Tirée de Facebook «On ne lâchera pas, on ne lâchera jamais», lance le marguiller Paul Bouthillier, en parlant de la campagne de financement lancée en début d'année par les bénévoles de Sainte-Madeleine d'Outremont.

L’Église Sainte-Madeleine d’Outremont ce n’est pas qu’un bâtiment, c’est du patrimoine, une œuvre d’art et une communauté, vous diront les bénévoles qui se dévouent corps et âme pour amasser la somme nécessaire à la restauration de son clocher, soit 500 000$.

Jusqu’ici les bénévoles de l’église ont amassé près de la moitié du lot en organisant différentes activités afin de stopper le plus rapidement possible la dégradation importante du bâtiment.

Bien que les églises tendent à disparaître ou à changer de vocation sur le territoire de Montréal, la conseillère du district Joseph-Papineau, Céline Forget, comme le conseil de la fabrique, qui assure les tâches administratives de l’église, soutiennent «qu’il est primordial de conserver ce pan d’histoire d’Outremont».

«Il y a de très graves infiltrations d’eau provenant de défaillances du côté de la fenestration, ce qui dégrade les rosaces et les vitraux de Guido Nincheri», explique la marguillère, Marie-France Piché.

Construite en 1924-1925, la fenestration, la maçonnerie de pierre, les solins et les vitraux de l’Église Sainte-Madeleine d’Outremont, réalisés par le maître verrier Guido Nincheri en 1931, nécessitent désormais des réparations à hauteur d’un demi-million.

La première étape de la levée de fonds sur trois ans qu’ont entrepris les quelque 30 bénévoles de la paroisse en début d’année porte ses fruits, «même s’il n’est pas toujours facile de mobiliser les citoyens», selon Mme Piché.

Une vocation qui change
Ces bénévoles, dont les plus actifs sont les six membres du conseil de fabrique, cinq marguillers et le curé, comprennent que la fonction de l’église transcende désormais sa visée religieuse.

Le marguiller, Paul Bouthillier, indique qu’il n’est pas toujours facile de sensibiliser les gens, mais que l’aspect patrimonial et architectural rejoint davantage les citoyens.

«Il faut conserver ce patrimoine tout en trouvant de nouvelles fonctions à ce lieu de culte, souligne M. Bouthillier.

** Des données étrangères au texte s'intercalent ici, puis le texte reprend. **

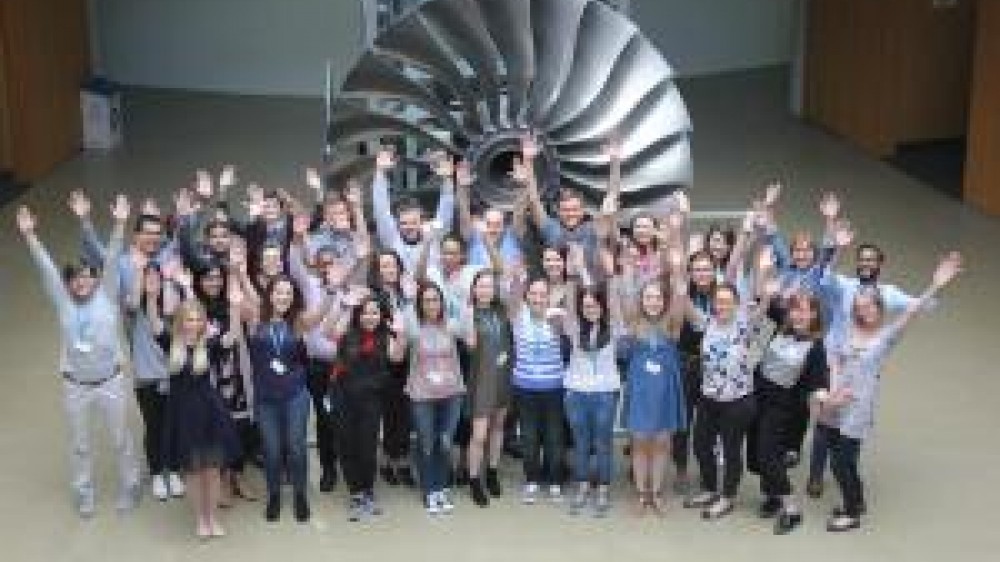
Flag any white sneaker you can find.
[424,492,441,515]
[438,490,455,513]
[521,482,538,505]
[153,474,170,501]
[168,472,184,498]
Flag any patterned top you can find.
[819,322,902,439]
[404,308,465,402]
[701,308,754,402]
[513,305,565,390]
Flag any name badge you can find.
[271,359,288,375]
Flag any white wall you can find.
[91,0,361,96]
[631,0,795,76]
[90,0,795,95]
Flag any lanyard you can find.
[269,323,285,355]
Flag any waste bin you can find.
[80,77,124,150]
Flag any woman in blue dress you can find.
[619,248,687,514]
[151,288,243,538]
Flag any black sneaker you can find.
[774,511,802,535]
[486,468,503,498]
[319,470,337,494]
[347,494,365,522]
[379,465,399,486]
[295,494,310,523]
[396,466,417,488]
[469,477,490,507]
[264,494,281,523]
[757,497,781,519]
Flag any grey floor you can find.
[0,68,1000,562]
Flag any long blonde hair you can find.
[168,299,208,375]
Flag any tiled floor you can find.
[0,66,1000,562]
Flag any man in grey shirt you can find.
[17,195,139,517]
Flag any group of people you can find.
[17,135,961,538]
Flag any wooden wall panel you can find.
[805,0,973,157]
[0,0,90,180]
[964,0,1000,216]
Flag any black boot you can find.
[295,494,310,523]
[319,469,337,494]
[469,476,490,507]
[264,494,281,523]
[486,468,503,498]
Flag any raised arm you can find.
[434,155,455,232]
[101,194,131,301]
[594,137,622,238]
[513,134,549,228]
[17,205,72,316]
[344,178,372,257]
[888,252,962,338]
[372,148,403,248]
[455,160,475,244]
[69,189,107,265]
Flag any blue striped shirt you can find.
[513,305,566,390]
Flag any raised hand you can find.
[434,154,455,178]
[510,156,528,185]
[819,192,840,220]
[111,193,131,223]
[219,164,236,191]
[139,197,160,217]
[521,133,541,160]
[375,146,396,172]
[306,168,323,191]
[757,246,775,272]
[455,160,475,189]
[931,252,962,289]
[194,169,213,199]
[833,219,854,248]
[17,205,36,236]
[292,213,312,238]
[174,187,194,217]
[764,180,784,207]
[69,189,90,215]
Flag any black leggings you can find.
[694,395,756,498]
[308,359,337,474]
[333,390,381,494]
[380,363,410,461]
[670,356,701,473]
[747,401,798,497]
[135,382,180,476]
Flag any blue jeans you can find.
[257,387,309,496]
[565,390,618,485]
[410,396,462,494]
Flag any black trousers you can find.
[816,424,865,517]
[380,363,410,461]
[135,383,180,476]
[670,356,701,472]
[694,395,756,498]
[515,388,566,484]
[331,388,382,494]
[307,359,337,474]
[747,400,798,497]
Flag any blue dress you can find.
[163,338,240,471]
[621,332,687,435]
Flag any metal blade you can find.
[540,2,637,130]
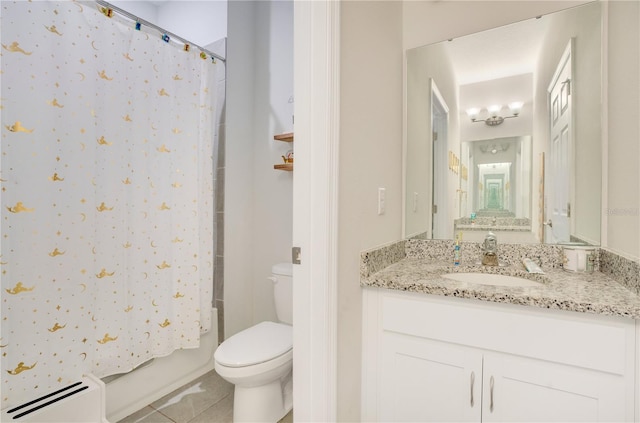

On est un peu comme le centre du village et je crois que nous avons la même importance que nous avions il y a de cela près de 100 ans».

Les membres de la fabrique assurent que l’église est toujours le centre du village et qu’il faut donc y accueillir toutes les communautés et différents types d’activités.

Partie prenante du patrimoine religieux montréalais en raison notamment de la hauteur de son clocher, l’église a aussi été le premier projet d’envergure de Guido Nincheri, dont les vitraux se trouvent désormais dans quelque 200 établissements religieux en Amérique du Nord.

En 1909, un temple temporaire plus modeste que l’église actuelle a été conçu. Cette première église Sainte-Madeleine, la plus ancienne construite pour le culte catholique à Outremont, existe toujours et accueille maintenant une CPE, le long de l’avenue Duverger. L’église actuelle fut finalement construite en 1924-1925 et rénovée en 1954, après avoir été victime des flammes.

Dans le cadre de la campagne de financement, les bénévoles de Sainte-Madeleine organisent un concert donné par les chœurs du CHU Sainte-Justine et du Centre de réadaptation Marie Enfant, le 5 juin 2015, à 20h, à l’église Sainte-Madeleine d’Outremont.